Each subset currently contains a test split.

print(intent_ds["test"][0])
print(prompt_ds["test"][0])

Baseline Task Formulations

Binary Classification

For the prompt classifier subset:

Input: query
Output: islamic | non_islamic

Example:

Query: ما حكم الزكاة في الإسلام؟
Label: islamic

Multi-Class Intent Classification

For the intent classifier subset:

Input: query
Output: one of the 9 Islamic intent labels

Example:

Query: متى أذان الفجر في مكة المكرمة غداً؟
Label: prayer_times

Relationship to Fanar-Sadiq

Fanar-Sadiq is a bilingual Arabic/English multi-agent Islamic QA architecture. Instead of sending every query through a single retrieve-then-generate pipeline, Fanar-Sadiq first classifies the query and routes it to specialized components.

Examples of routes include:

  • retrieval-grounded fiqh and Islamic knowledge QA;
  • exact Quran verse lookup and Quran-related routing;
  • deterministic zakat and inheritance calculators;
  • prayer-time and Qibla tools;
  • Islamic calendar conversion and event lookup;
  • du'a lookup and greeting handling.

These datasets are designed to evaluate and support the routing layer of that architecture.

Annotation

Intent Classifier

The intent-classification dataset was developed from anonymized real user queries. Each query was labeled by three independent annotators into one of nine intent categories. The final label was selected by majority vote, and examples without majority agreement were discarded.

The released intent subset includes 700 examples with majority labels.

Prompt Classifier

The binary prompt-classifier dataset supports the orchestrator that decides whether a query should be routed to Fanar-Sadiq or to a general-purpose assistant. Queries labeled as Islamic are routed to the Islamic QA system; other queries are handled by a general assistant.
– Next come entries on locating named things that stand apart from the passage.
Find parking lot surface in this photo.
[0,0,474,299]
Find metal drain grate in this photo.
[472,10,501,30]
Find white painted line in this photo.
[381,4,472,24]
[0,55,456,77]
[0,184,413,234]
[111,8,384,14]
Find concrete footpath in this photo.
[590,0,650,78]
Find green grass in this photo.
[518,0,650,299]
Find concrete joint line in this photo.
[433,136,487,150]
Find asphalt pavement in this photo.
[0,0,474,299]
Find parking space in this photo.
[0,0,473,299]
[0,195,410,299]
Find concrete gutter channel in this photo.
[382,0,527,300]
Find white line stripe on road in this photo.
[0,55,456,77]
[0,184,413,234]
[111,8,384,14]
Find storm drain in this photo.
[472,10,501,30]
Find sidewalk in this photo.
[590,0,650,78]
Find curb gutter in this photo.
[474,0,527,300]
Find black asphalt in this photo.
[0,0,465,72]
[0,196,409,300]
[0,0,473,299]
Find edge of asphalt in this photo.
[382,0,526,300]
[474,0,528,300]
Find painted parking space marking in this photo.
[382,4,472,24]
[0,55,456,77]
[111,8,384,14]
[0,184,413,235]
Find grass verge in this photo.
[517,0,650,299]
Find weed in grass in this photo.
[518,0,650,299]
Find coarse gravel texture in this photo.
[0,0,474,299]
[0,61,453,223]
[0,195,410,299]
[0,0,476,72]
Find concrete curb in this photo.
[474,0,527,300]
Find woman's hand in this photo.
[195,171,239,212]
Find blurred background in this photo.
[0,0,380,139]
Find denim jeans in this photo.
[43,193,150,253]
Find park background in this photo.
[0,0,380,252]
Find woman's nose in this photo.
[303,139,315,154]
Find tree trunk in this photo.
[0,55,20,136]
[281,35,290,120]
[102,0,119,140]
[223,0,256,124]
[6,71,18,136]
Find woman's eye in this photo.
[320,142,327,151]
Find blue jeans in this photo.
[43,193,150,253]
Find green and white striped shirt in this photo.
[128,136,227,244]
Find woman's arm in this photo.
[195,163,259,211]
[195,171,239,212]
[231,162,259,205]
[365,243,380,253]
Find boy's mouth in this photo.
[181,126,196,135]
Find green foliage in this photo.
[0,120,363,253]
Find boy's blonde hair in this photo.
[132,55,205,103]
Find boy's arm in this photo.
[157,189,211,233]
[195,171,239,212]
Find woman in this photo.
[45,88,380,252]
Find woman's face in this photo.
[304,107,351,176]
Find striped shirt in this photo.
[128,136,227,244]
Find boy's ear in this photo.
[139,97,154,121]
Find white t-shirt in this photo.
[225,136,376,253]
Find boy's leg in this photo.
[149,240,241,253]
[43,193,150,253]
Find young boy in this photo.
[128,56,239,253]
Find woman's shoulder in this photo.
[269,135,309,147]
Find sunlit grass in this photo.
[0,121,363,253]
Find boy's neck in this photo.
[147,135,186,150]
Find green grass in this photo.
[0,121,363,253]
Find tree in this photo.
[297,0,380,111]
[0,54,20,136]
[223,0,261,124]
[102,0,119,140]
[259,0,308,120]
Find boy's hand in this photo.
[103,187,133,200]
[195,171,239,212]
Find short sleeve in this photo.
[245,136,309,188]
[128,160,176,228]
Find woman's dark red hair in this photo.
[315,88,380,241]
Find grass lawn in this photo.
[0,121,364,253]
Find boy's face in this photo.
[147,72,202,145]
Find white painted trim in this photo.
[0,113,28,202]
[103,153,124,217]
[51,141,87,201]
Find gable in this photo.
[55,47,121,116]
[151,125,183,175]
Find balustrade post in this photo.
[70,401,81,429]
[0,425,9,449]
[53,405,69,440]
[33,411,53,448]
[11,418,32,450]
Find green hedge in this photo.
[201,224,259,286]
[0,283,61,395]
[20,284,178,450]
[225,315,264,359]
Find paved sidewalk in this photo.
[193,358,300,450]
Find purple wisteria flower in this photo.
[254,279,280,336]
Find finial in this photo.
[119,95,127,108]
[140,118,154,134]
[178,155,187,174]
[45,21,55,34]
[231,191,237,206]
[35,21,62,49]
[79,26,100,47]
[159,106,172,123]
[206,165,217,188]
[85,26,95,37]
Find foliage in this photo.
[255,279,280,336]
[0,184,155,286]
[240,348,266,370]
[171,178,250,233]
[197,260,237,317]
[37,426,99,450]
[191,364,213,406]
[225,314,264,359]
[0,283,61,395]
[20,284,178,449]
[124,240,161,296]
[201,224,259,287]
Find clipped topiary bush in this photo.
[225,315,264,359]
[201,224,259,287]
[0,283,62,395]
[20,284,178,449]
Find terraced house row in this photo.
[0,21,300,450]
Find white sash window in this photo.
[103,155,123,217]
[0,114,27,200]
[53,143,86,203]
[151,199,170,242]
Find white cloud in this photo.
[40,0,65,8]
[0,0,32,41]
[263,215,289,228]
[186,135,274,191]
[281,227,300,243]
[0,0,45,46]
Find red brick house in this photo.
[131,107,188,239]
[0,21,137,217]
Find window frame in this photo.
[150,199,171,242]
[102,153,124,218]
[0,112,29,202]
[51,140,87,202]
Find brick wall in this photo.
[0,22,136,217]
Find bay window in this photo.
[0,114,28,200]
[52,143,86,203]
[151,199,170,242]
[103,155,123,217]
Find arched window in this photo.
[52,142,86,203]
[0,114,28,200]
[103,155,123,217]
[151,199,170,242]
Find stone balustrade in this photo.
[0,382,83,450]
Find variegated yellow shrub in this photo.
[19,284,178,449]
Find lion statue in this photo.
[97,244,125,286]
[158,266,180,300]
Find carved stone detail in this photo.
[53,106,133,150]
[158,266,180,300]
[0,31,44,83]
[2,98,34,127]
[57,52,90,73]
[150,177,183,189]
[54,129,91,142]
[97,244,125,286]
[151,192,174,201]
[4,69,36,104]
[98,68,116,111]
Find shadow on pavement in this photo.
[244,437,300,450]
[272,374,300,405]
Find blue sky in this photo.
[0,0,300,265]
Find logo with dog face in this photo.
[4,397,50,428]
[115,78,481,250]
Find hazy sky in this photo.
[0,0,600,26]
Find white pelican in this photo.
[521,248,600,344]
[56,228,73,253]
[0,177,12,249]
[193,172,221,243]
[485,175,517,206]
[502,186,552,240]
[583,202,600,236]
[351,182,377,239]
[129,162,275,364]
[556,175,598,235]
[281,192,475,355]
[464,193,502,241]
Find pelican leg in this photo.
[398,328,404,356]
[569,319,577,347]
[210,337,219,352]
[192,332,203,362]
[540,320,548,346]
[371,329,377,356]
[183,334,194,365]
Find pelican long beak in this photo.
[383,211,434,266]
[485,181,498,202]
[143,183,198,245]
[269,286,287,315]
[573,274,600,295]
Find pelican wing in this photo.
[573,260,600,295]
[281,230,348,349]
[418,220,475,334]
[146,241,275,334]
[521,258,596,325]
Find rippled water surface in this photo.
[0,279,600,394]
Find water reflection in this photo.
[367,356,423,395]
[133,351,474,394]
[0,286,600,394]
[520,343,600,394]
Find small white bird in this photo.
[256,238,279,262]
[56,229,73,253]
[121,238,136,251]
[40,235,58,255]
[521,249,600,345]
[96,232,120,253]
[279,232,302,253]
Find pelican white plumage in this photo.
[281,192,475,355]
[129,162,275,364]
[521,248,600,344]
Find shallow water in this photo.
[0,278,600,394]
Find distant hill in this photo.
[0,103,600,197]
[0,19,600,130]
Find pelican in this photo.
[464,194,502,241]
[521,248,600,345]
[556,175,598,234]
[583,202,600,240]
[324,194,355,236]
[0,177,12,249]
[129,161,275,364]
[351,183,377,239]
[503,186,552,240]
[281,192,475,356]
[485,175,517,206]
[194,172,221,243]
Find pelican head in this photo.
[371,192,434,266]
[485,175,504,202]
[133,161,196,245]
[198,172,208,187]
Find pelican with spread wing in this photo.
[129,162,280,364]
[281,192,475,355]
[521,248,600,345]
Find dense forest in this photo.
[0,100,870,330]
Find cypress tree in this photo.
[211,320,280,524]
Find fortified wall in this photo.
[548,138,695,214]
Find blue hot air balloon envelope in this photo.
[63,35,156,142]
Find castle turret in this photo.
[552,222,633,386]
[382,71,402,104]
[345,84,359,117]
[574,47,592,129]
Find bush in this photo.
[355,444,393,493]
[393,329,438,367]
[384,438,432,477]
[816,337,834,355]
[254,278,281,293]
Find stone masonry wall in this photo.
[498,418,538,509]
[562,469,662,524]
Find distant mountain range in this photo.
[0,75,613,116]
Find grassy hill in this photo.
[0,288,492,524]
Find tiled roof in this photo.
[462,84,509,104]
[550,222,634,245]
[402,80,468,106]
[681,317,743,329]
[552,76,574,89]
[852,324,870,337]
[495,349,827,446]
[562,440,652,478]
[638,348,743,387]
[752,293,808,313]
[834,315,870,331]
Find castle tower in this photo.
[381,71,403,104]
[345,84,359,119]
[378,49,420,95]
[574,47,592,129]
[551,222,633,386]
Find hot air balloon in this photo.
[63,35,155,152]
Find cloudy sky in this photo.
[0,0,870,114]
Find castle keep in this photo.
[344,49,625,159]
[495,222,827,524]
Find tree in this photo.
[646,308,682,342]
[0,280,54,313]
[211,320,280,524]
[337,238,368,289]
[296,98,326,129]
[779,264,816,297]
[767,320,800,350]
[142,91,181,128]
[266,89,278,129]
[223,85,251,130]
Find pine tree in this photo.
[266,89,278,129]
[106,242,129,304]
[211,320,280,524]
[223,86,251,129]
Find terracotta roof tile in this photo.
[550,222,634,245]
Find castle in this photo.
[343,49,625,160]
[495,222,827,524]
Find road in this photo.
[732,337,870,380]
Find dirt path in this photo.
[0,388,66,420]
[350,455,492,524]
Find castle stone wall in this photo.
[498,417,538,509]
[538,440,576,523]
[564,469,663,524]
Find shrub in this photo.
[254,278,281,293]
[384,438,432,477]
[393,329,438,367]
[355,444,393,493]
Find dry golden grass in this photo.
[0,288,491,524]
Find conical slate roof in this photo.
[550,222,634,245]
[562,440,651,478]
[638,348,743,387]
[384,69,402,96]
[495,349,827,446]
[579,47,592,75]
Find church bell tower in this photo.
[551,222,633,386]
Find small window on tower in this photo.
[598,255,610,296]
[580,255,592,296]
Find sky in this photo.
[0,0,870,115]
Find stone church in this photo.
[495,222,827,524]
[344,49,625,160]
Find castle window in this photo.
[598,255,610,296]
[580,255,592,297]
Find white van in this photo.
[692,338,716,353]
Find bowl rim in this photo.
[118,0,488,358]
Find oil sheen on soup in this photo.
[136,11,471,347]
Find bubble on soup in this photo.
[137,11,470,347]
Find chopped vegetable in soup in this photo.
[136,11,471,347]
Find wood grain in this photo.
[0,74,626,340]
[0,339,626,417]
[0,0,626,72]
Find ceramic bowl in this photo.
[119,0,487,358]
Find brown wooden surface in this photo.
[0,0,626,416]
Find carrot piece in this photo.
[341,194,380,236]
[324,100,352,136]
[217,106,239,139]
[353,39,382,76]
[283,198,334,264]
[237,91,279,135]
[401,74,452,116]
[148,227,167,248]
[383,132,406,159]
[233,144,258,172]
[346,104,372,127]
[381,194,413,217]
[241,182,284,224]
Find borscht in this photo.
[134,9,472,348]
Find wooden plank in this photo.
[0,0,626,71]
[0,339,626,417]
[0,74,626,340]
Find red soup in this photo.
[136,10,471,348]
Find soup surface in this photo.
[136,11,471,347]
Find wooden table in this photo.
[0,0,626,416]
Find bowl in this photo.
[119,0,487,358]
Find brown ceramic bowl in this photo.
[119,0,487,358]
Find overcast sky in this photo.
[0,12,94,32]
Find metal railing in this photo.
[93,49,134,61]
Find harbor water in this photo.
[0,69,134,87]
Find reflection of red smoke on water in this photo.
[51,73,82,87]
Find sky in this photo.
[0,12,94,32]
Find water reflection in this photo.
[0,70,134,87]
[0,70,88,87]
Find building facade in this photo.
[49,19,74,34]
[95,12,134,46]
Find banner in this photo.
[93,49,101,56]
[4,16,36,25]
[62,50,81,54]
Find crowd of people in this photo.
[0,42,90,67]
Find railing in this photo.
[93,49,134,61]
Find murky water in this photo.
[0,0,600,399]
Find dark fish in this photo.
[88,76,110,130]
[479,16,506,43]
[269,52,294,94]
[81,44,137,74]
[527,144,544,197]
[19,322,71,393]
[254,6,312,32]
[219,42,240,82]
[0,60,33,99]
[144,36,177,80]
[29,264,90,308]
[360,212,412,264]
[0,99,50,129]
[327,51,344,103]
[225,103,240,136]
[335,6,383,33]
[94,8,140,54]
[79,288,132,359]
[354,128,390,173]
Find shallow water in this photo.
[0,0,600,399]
Ethical Considerations and Limitations

This dataset is intended for classifier training and evaluation, not for issuing religious rulings.

Important limitations:

  • The dataset contains user-style queries and may include sensitive religious, legal, social, or ethical topics.
  • Labels reflect the routing schema used by Fanar-Sadiq and should not be interpreted as religious judgments.
  • A query labeled fiqh_ruling means that the query asks about jurisprudence; it does not imply any answer or ruling.
  • Models trained on this dataset may make routing errors, especially for ambiguous, multi-intent, or code-switched queries.
  • Islamic legal questions may involve scholarly disagreement, madhhab-specific assumptions, local practice, and contextual details not present in the query.
  • This dataset should not be used as a replacement for qualified scholarly expertise.

Citation

If you use this dataset, please cite the Fanar-Sadiq paper:

@inproceedings{abbas2026fanarsadiq,
  title     = {{Fanar-Sadiq}: A Multi-Agent Architecture for Grounded Islamic QA},
  author    = {Abbas, Ummar and Ouzzani, Mourad and Eltabakh, Mohamed Y. and Sinan, Omar and Bhatia, Gagan and Mubarak, Hamdy and Hawasly, Majd and Hashim, Mohammed Qusay and Darwish, Kareem and Alam, Firoj},
  booktitle = {Proceedings of the 64th Annual Meeting of the Association for Computational Linguistics},
  month     = jul,
  year      = {2026},
  address   = {San Diego, California, United States},
  publisher = {Association for Computational Linguistics},
  note      = {Accepted to ACL 2026}
}

License

This dataset is released under the Apache License 2.0.